Except, unlike the other two, that last one never actually happened.
Otherwise, pretty interesting. Although, I don't suppose Russia could force newly conquered peoples to adopt Cyrillic—and consequently, the Russian language—even if going so far as to explicitly stamp out local tongues and writing systems wouldn't work?
Well, obviously, since 9/11 actually happened, Al Gore winning in 2004 in a TL where 9/11 did not occur could not have occurred in our TL! That said, though, Gore actually very seriously considered running again in 2004 before 9/11:
Al Gore on His Golden Years and Why He Thinks Obama Has Failed on Cli…
archived 28 Jan 2020 09:12:13 UTC
archive.ph
After Gore’s defeat in 2000, he thought hard about resuming his campaign for the presidency.
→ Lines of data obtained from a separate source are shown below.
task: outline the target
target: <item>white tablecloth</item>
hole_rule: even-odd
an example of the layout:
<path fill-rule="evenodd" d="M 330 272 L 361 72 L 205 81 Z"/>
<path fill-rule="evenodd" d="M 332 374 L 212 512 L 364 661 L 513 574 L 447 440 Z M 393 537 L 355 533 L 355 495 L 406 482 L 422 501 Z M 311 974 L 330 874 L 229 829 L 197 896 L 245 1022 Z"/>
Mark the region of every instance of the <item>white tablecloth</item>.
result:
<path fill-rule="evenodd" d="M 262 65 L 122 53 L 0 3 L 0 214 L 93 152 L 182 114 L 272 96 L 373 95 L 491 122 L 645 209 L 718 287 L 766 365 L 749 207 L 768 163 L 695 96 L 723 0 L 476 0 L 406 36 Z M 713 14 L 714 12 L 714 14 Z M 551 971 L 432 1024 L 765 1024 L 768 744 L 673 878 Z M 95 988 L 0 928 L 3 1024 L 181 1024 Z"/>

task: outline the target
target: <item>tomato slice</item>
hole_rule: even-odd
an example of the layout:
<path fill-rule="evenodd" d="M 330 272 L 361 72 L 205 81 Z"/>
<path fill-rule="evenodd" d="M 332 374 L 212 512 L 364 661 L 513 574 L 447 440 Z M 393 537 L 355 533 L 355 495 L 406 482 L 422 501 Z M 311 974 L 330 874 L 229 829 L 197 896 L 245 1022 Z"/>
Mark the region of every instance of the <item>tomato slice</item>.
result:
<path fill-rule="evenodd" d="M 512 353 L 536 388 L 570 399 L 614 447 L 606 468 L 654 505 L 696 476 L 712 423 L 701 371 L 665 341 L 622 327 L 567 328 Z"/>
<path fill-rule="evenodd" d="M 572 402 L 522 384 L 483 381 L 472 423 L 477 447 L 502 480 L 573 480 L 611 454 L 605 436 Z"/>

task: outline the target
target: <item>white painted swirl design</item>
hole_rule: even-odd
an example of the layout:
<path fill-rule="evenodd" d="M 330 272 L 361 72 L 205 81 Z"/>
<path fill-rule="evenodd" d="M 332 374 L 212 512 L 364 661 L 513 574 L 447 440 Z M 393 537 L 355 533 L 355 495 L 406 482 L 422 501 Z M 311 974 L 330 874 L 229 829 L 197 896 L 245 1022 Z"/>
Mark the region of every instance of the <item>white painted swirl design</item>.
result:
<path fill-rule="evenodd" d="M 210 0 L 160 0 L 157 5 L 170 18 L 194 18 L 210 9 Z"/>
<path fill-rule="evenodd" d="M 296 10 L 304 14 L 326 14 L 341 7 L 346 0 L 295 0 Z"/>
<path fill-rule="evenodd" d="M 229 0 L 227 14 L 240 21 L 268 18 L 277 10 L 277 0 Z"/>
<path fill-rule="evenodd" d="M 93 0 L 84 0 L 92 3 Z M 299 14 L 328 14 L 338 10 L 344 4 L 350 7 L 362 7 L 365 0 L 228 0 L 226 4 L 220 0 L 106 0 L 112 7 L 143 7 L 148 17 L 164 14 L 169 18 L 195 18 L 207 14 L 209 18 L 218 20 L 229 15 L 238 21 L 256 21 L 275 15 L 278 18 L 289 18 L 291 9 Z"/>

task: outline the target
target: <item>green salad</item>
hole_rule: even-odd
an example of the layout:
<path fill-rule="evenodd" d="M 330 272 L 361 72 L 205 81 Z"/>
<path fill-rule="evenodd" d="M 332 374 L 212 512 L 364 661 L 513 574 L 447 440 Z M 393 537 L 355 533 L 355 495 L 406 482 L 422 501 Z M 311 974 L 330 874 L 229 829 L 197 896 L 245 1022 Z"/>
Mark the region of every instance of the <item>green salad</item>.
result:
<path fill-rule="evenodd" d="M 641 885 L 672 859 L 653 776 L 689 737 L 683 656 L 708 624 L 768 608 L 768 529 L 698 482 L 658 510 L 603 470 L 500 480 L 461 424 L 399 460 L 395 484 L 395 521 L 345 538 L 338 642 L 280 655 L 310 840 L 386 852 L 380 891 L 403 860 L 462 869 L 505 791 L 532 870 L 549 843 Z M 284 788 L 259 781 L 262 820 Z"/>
He considered Bush a coward—unable to say no to the stronger personalities around him. “I thought very seriously about running again,” he tells me. “It’s hard for a lot of people to remember now what it was like just prior to September 11. Bush and Cheney were in trouble.” And Gore’s stature had only risen—he was the anti-Bush, curious and intelligent. Then came the attacks on the Towers, and everything changed. Politically, Bush was untouchable, and Gore’s view of his role in the American firmament made it imperative that he give Bush his full backing. “George W. Bush is my president,” Gore said in a speech, “and I will follow him, as will we all, in this time of crisis.”
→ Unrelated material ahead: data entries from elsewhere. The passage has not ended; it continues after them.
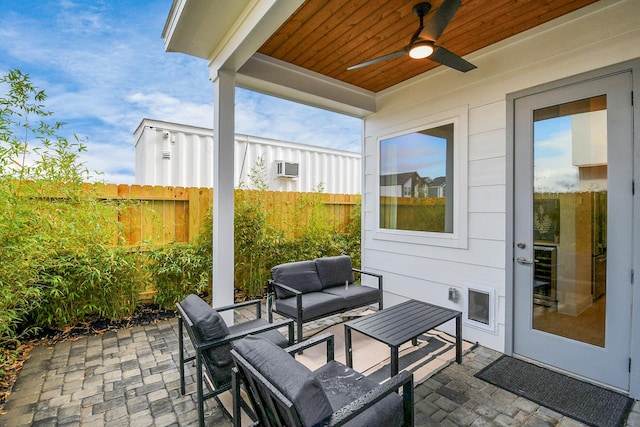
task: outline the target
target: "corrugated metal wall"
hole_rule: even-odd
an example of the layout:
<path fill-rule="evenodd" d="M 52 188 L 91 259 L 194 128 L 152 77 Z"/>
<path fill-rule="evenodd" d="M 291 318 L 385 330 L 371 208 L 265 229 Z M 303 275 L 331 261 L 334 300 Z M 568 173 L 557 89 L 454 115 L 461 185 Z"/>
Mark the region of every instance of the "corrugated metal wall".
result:
<path fill-rule="evenodd" d="M 213 186 L 213 132 L 144 119 L 134 133 L 136 184 Z M 264 171 L 269 190 L 360 194 L 359 153 L 236 134 L 235 186 L 253 188 L 250 175 Z M 263 167 L 259 167 L 262 159 Z M 277 175 L 278 161 L 298 164 L 298 177 Z"/>

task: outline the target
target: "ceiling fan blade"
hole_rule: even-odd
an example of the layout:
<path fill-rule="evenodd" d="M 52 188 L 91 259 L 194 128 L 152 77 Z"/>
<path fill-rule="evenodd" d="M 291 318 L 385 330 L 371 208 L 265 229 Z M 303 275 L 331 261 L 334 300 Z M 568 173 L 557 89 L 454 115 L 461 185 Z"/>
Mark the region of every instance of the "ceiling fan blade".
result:
<path fill-rule="evenodd" d="M 379 56 L 377 58 L 373 58 L 373 59 L 370 59 L 368 61 L 361 62 L 360 64 L 352 65 L 351 67 L 347 68 L 347 70 L 351 71 L 351 70 L 355 70 L 357 68 L 366 67 L 368 65 L 377 64 L 378 62 L 387 61 L 389 59 L 394 59 L 394 58 L 402 56 L 402 55 L 404 55 L 406 53 L 407 53 L 407 48 L 404 48 L 404 49 L 399 50 L 397 52 L 389 53 L 389 54 L 384 55 L 384 56 Z"/>
<path fill-rule="evenodd" d="M 448 51 L 447 49 L 436 46 L 435 50 L 429 56 L 429 59 L 435 62 L 439 62 L 442 65 L 446 65 L 447 67 L 451 67 L 458 71 L 462 71 L 466 73 L 467 71 L 471 71 L 474 68 L 478 68 L 473 65 L 471 62 L 462 59 L 458 55 L 453 52 Z"/>
<path fill-rule="evenodd" d="M 460 0 L 444 0 L 420 32 L 420 38 L 435 42 L 458 11 Z"/>

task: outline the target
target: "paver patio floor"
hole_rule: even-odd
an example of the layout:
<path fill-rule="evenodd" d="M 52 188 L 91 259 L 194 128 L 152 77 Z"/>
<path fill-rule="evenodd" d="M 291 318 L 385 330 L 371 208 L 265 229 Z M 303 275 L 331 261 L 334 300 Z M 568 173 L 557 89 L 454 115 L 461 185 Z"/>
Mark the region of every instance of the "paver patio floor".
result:
<path fill-rule="evenodd" d="M 243 317 L 247 313 L 236 313 Z M 341 321 L 307 325 L 305 334 Z M 580 426 L 582 424 L 478 380 L 500 353 L 476 346 L 415 389 L 417 426 Z M 179 392 L 178 321 L 138 326 L 38 347 L 24 364 L 0 426 L 194 426 L 195 368 Z M 205 404 L 208 426 L 231 422 L 216 402 Z M 627 426 L 640 427 L 636 402 Z"/>

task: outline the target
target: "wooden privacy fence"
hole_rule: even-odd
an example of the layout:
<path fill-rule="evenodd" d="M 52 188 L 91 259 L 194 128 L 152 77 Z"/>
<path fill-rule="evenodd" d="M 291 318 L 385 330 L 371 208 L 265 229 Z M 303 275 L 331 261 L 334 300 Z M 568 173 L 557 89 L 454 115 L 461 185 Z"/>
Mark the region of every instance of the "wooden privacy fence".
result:
<path fill-rule="evenodd" d="M 380 197 L 380 226 L 444 232 L 446 200 L 436 197 Z"/>
<path fill-rule="evenodd" d="M 131 246 L 191 242 L 200 233 L 213 205 L 211 188 L 95 184 L 94 191 L 104 200 L 139 202 L 118 218 L 124 226 L 125 244 Z M 327 217 L 342 230 L 354 207 L 360 203 L 359 194 L 235 191 L 236 200 L 244 197 L 263 202 L 269 212 L 269 221 L 289 235 L 295 235 L 300 220 L 305 218 L 305 207 L 313 203 L 326 206 Z"/>

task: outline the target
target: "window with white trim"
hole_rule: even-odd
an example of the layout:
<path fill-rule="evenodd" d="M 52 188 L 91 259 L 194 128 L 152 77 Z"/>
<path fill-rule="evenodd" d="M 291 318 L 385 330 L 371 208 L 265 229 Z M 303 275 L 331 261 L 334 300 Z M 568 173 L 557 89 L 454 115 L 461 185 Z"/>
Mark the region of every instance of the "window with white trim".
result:
<path fill-rule="evenodd" d="M 453 231 L 453 137 L 447 123 L 380 141 L 380 228 Z"/>
<path fill-rule="evenodd" d="M 468 110 L 377 141 L 376 239 L 467 247 Z"/>

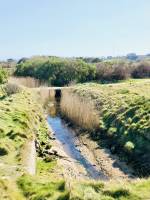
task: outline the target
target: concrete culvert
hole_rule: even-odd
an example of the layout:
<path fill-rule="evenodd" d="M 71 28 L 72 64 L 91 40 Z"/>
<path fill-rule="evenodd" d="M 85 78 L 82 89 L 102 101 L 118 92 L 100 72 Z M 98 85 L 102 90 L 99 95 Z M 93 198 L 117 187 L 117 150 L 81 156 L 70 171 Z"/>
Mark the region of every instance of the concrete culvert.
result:
<path fill-rule="evenodd" d="M 61 97 L 61 89 L 56 89 L 55 90 L 55 98 L 60 98 Z"/>

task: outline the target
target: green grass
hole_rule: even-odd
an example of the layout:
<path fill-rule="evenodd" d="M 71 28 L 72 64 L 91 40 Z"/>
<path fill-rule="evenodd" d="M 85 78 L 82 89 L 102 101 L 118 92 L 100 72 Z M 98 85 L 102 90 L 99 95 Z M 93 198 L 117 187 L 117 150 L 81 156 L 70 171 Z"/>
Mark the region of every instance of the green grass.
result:
<path fill-rule="evenodd" d="M 31 94 L 26 91 L 7 95 L 0 101 L 0 158 L 5 165 L 20 167 L 22 163 L 22 149 L 26 142 L 31 140 L 42 129 L 41 109 Z M 36 127 L 36 128 L 35 128 Z M 43 132 L 46 130 L 43 130 Z M 1 167 L 0 167 L 1 168 Z M 16 167 L 17 169 L 17 167 Z M 21 169 L 21 167 L 20 167 Z M 0 170 L 0 175 L 7 176 Z M 11 174 L 11 171 L 10 171 Z"/>
<path fill-rule="evenodd" d="M 56 160 L 45 162 L 38 157 L 36 175 L 23 175 L 17 181 L 24 196 L 31 200 L 68 200 L 69 192 L 65 181 L 55 172 L 57 167 Z"/>
<path fill-rule="evenodd" d="M 80 84 L 72 93 L 95 104 L 99 132 L 108 146 L 126 155 L 139 175 L 150 174 L 150 79 L 118 84 Z"/>
<path fill-rule="evenodd" d="M 43 177 L 24 175 L 18 185 L 27 199 L 32 200 L 67 200 L 69 192 L 65 189 L 64 180 L 52 181 Z"/>
<path fill-rule="evenodd" d="M 16 87 L 16 86 L 15 86 Z M 54 157 L 46 162 L 46 148 L 51 148 L 43 109 L 36 102 L 36 94 L 28 89 L 7 93 L 0 86 L 0 192 L 3 199 L 64 200 L 68 199 L 65 181 L 55 169 Z M 12 87 L 11 87 L 12 90 Z M 24 169 L 28 149 L 26 145 L 36 138 L 37 169 L 30 176 Z M 51 162 L 50 162 L 51 160 Z M 13 186 L 12 186 L 13 185 Z"/>
<path fill-rule="evenodd" d="M 149 80 L 140 80 L 108 85 L 83 84 L 72 91 L 80 98 L 94 102 L 99 112 L 100 132 L 106 135 L 109 147 L 121 150 L 128 161 L 133 160 L 133 164 L 141 166 L 142 170 L 144 167 L 149 168 L 149 88 Z M 150 179 L 130 182 L 71 180 L 70 188 L 67 189 L 55 157 L 51 157 L 49 161 L 45 159 L 48 155 L 44 151 L 51 148 L 51 144 L 42 108 L 34 95 L 27 89 L 8 95 L 0 87 L 0 198 L 150 199 Z M 37 171 L 36 175 L 30 176 L 23 170 L 23 150 L 26 142 L 34 136 L 39 145 Z"/>
<path fill-rule="evenodd" d="M 1 200 L 25 200 L 13 180 L 0 178 L 0 194 Z"/>
<path fill-rule="evenodd" d="M 132 183 L 127 181 L 73 182 L 71 200 L 149 200 L 150 180 L 139 180 Z"/>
But in another sense, 9/11 freed Gore to move past politics. Gore’s heart was not in a rematch. “I don’t think he wanted to run,” says Eskew. “There was not a systematic series of conversations about running. As a friend, I thought losing again would’ve been really devastating.”
I do think that Al Gore would have ran again in 2004 without 9/11, won the 2004 Democratic presidential nomination, especially if Hillary Clinton would have refused to run that year, and had at least 50% odds of beating Bush in 2004 in such a scenario.
And Yes, Russia could certainly force newly conquered peoples to adopt Cyrillic and the Russian language. In fact, the Russian language could harmoniously coexist with the local languages, and in fact, even the local languages can have their alphabet converted to Cyrillic as was the case in Soviet times, especially under Stalin's rule, where there was a huge effort to Cyrillify various national alphabets in the Soviet Union.